People go a bit crazy about CUDA, ROCm and PyTorch, but I've been watching for a few years and have seen no evidence whatsoever that they are serious blockers. PyTorch does work on AMD cards and whatever ROCm can't do doesn't seem to be important because no-one has articulated why they need it in my line of sight. By far AMD's biggest problem is that their linux kernel drivers historically don't seem to be able to handle GEMM workloads without kernel panics.
Having some senior engineers taking a public interest in putting up this sort of article is rather exciting. I'm not going to give AMD the benefit of the doubt after their horrific performance in the 2010s and early 2020s but observing from a safe distance - they do look like they're on the right track and possibly even a fair way down the path to getting into the game.
You seem to be saying AMD GPUs can run PyTorch but can't run GEMM? Can you explain? I thought PyTorch used GEMM extensively.
I also don't understand the comment on "whatever ROCm can't do doesn't seem to be important because no-one has articulated why they need it in my line of sight". Isn't the problem with ROCm the lack of support?
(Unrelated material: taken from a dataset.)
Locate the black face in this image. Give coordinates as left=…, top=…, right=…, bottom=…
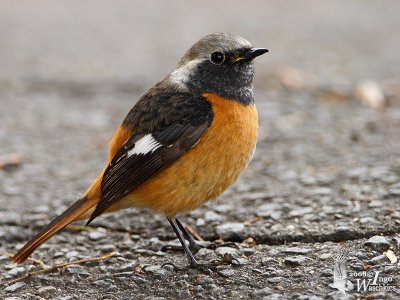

It's only officially supported on a tiny proportion of AMD's product line?
1) I have no issues throwing ROCm (which still uses its own path in the driver) at my Radeon at the same time I'm hammering it with "normal" path APIs (Legacy D3D, D3D12, OpenGL, Vulkan, etc), they are scheduled normally and compete for GPU resources normally.
2) ROCm memory allocation is weird in the driver. I have gotten my GPU to hardlock the entire system by allocating about 2x my VRAM, because I suspect its misusing/overusing mprotect().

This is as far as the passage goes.